Mrs. Madden, having given birth to six daughters, had fulfilled her function in this wonderful world; for two years she had been resting in the old churchyard that looks upon the Severn sea. Father and daughter sighed as they recalled her memory. A sweet, calm, unpretending woman; admirable in the domesticities; in speech and thought distinguished by a native refinement, which in the most fastidious eyes would have established her claim to the title of lady. She had known but little repose, and secret anxieties told upon her countenance long before the final collapse of health.

‘And yet,’ pursued the doctor–doctor only by courtesy–when he had stooped to pluck and examine a flower, ‘I made a point of never discussing these matters with her. As no doubt you guess, life has been rather an uphill journey with us. But the home must be guarded against sordid cares to the last possible moment; nothing upsets me more than the sight of those poor homes where wife and children are obliged to talk from morning to night of how the sorry earnings shall be laid out. No, no; women, old or young, should never have to think about money.

The magnificent summer sunshine, and the western breeze that tasted of ocean, heightened his natural cheeriness. Dr. Madden fell into a familiar strain of prescience.
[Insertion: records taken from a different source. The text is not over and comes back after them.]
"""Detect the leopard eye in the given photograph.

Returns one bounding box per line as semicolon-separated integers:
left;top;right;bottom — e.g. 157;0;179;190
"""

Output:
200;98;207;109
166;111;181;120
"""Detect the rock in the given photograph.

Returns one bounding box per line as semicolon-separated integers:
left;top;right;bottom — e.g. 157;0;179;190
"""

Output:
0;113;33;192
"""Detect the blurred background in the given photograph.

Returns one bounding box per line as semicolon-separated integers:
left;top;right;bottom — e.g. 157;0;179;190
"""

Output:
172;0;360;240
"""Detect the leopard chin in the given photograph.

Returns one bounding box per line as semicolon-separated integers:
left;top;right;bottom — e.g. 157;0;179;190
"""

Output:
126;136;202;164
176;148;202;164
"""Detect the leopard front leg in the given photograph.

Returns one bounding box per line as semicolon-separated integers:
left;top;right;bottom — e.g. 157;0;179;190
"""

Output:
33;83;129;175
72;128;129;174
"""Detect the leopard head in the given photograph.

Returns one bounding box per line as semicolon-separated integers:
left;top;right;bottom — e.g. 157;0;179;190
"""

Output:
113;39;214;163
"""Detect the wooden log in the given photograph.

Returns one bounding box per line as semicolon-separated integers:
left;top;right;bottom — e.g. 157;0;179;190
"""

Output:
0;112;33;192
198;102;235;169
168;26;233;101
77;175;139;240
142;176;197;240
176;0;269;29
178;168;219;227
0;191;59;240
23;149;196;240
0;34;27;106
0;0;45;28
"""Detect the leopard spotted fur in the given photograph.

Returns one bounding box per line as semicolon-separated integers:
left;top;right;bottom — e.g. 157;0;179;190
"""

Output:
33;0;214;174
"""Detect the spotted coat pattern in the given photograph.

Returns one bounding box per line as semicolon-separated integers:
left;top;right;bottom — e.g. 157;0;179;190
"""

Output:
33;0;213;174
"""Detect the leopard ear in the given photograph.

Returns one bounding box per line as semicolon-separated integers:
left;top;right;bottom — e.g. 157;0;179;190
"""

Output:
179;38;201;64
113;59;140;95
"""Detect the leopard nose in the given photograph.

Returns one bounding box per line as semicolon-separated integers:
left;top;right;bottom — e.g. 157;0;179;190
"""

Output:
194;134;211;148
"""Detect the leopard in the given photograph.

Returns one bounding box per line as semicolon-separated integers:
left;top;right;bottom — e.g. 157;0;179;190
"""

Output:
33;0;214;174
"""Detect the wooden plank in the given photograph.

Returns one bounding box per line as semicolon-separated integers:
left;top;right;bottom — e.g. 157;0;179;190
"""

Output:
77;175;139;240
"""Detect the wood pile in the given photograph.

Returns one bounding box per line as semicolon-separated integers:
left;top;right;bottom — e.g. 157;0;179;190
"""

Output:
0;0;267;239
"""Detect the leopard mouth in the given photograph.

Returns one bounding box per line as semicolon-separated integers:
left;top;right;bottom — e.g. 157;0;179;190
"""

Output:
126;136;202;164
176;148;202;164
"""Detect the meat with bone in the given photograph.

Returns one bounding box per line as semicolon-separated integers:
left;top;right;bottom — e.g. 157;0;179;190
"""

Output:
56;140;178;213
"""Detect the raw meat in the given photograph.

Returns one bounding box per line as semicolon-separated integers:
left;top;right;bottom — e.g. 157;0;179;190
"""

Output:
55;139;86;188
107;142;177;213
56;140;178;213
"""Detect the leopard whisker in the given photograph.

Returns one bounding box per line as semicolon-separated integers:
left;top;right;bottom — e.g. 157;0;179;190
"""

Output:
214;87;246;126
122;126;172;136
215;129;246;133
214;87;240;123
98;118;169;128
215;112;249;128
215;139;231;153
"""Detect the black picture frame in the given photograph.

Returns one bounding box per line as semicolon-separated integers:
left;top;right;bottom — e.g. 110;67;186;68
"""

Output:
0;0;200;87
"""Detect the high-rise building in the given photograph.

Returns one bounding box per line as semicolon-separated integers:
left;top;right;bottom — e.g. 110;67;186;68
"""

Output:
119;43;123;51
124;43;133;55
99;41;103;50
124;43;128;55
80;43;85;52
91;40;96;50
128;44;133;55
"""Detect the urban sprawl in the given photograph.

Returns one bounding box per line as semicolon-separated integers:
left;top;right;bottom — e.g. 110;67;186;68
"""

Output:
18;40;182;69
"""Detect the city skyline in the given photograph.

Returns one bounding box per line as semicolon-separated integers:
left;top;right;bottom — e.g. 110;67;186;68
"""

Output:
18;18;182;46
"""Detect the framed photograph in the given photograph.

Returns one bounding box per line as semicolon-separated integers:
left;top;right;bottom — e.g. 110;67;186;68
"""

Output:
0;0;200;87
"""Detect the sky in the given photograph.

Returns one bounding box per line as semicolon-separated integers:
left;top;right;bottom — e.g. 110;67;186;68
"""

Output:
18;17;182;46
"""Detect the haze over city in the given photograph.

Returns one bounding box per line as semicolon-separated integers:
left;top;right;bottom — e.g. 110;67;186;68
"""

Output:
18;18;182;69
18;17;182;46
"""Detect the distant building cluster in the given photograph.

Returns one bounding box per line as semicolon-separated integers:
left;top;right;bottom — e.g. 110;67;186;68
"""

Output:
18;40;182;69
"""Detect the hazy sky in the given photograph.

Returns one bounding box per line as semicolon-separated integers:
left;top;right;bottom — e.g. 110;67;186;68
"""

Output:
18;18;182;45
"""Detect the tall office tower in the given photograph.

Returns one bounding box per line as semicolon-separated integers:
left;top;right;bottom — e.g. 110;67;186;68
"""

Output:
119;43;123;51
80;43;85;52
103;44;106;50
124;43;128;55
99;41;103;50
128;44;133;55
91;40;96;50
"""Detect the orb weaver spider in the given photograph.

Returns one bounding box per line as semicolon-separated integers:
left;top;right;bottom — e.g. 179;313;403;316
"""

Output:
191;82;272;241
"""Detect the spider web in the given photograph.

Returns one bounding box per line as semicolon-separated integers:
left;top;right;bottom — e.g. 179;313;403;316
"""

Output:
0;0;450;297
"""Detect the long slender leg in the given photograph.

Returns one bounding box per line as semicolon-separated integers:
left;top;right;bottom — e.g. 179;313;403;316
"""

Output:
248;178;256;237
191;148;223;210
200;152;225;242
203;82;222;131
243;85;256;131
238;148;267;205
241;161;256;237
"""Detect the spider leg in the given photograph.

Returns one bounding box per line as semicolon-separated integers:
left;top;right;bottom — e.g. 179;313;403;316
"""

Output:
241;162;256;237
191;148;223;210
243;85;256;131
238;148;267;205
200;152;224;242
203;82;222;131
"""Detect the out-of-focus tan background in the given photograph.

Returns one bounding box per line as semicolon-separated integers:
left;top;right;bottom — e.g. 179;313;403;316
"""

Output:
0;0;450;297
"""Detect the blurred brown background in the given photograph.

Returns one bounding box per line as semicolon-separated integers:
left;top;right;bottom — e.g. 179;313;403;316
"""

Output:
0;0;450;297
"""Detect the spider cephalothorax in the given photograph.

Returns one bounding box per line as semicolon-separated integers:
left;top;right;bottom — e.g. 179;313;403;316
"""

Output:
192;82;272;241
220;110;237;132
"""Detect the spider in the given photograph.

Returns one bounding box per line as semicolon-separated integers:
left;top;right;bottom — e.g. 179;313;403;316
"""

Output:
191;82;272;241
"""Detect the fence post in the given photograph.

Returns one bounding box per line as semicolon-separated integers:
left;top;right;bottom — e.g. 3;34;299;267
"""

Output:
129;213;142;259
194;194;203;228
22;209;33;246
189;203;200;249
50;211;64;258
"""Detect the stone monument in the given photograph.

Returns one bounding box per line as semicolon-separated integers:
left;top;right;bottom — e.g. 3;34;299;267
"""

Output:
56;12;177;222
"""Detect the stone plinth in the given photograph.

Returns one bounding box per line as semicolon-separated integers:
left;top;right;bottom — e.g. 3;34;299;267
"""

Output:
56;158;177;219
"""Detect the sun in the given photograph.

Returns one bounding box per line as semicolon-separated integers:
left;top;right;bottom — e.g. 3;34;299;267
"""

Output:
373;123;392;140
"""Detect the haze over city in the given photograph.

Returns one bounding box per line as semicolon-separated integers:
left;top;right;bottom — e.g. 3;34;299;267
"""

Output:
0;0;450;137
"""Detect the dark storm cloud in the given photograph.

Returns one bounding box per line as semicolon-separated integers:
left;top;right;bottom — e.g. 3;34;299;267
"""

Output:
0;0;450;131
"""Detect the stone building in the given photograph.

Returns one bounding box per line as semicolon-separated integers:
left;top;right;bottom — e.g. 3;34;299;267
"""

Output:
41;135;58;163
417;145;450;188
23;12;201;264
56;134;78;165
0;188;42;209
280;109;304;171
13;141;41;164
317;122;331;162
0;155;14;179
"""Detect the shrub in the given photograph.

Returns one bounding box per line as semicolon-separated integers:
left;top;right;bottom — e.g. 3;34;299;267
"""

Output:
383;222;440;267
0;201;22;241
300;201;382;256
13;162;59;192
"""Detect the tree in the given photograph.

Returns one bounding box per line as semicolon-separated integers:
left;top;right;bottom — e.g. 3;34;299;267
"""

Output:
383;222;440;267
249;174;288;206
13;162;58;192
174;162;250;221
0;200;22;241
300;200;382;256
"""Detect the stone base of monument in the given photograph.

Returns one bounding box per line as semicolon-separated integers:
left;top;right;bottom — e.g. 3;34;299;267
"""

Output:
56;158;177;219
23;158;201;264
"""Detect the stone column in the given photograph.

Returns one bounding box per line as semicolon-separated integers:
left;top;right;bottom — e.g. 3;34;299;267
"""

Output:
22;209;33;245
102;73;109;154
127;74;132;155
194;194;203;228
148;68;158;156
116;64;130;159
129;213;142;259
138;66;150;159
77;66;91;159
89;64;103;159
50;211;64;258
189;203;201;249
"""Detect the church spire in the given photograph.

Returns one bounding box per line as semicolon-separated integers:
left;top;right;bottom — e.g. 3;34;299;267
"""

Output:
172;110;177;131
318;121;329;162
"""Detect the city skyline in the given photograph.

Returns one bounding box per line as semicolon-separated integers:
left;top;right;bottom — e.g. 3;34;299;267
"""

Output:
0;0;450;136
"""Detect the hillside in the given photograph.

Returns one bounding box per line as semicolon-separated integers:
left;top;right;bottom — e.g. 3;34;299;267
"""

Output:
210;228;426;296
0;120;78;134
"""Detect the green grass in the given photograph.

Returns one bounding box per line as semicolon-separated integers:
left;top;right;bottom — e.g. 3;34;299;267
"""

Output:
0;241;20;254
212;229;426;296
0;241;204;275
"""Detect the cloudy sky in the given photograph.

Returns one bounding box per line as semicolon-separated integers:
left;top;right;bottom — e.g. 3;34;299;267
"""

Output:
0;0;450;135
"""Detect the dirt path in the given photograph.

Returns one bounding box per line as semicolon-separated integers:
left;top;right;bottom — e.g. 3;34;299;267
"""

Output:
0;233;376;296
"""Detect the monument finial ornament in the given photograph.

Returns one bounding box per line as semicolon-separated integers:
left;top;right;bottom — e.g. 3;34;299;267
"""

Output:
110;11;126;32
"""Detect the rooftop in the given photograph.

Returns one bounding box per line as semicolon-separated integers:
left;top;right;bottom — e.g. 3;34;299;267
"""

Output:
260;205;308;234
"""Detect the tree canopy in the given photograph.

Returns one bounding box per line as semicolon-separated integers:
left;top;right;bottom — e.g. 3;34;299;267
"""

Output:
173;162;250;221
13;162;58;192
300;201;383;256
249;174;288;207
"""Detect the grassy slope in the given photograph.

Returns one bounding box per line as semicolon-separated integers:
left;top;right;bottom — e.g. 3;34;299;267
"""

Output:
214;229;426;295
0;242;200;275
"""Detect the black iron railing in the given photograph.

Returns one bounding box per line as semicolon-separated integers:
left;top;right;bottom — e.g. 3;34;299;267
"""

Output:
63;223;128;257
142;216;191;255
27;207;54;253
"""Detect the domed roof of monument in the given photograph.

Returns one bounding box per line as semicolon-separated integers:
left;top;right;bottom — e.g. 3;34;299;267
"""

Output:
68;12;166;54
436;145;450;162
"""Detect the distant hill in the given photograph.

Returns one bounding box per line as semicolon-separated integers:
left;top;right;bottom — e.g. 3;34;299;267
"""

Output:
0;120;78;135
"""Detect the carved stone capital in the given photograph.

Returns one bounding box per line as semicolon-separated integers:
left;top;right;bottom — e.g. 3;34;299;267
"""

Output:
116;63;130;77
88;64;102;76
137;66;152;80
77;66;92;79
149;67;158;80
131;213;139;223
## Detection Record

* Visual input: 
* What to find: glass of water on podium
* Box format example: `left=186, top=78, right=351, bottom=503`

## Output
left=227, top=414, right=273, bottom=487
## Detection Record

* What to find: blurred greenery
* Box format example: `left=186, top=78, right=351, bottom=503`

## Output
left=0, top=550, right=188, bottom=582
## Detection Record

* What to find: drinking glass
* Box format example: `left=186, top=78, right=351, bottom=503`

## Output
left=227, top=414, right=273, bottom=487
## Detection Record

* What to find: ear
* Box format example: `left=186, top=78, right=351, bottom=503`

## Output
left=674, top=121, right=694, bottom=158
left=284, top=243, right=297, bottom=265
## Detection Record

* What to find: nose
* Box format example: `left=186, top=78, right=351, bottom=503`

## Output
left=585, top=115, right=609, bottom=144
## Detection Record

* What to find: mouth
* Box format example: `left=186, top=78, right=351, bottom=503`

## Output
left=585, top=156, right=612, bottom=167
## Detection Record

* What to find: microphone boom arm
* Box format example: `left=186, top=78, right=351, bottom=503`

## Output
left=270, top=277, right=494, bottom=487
‘There will come a day, Alice, when neither man nor woman is troubled with such sordid care. Not yet awhile; no, no; but the day will come. Human beings are not destined to struggle for ever like beasts of prey. Give them time; let civilization grow. You know what our poet says: “There the common sense of most shall hold a fretful realm in awe–”’

He quoted the couplet with a subdued fervour which characterized the man and explained his worldly lot. Elkanah Madden should never have entered the medical profession; mere humanitarianism had prompted the choice in his dreamy youth; he became an empiric, nothing more. ‘Our poet,’ said the doctor; Clevedon was chiefly interesting to him for its literary associations. Tennyson he worshipped; he never passed Coleridge’s cottage without bowing in spirit. From the contact of coarse actualities his nature shrank.

When he and Alice returned from their walk it was the hour of family tea. A guest was present this afternoon; the eight persons who sat down to table were as many as the little parlour could comfortably contain. Of the sisters, next in age to Alice came Virginia, a pretty but delicate girl of seventeen. Gertrude, Martha, and Isabel, ranging from fourteen to ten, had no physical charm but that of youthfulness; Isabel surpassed her eldest sister in downright plainness of feature. The youngest, Monica, was a bonny little maiden only just five years old, dark and bright-eyed.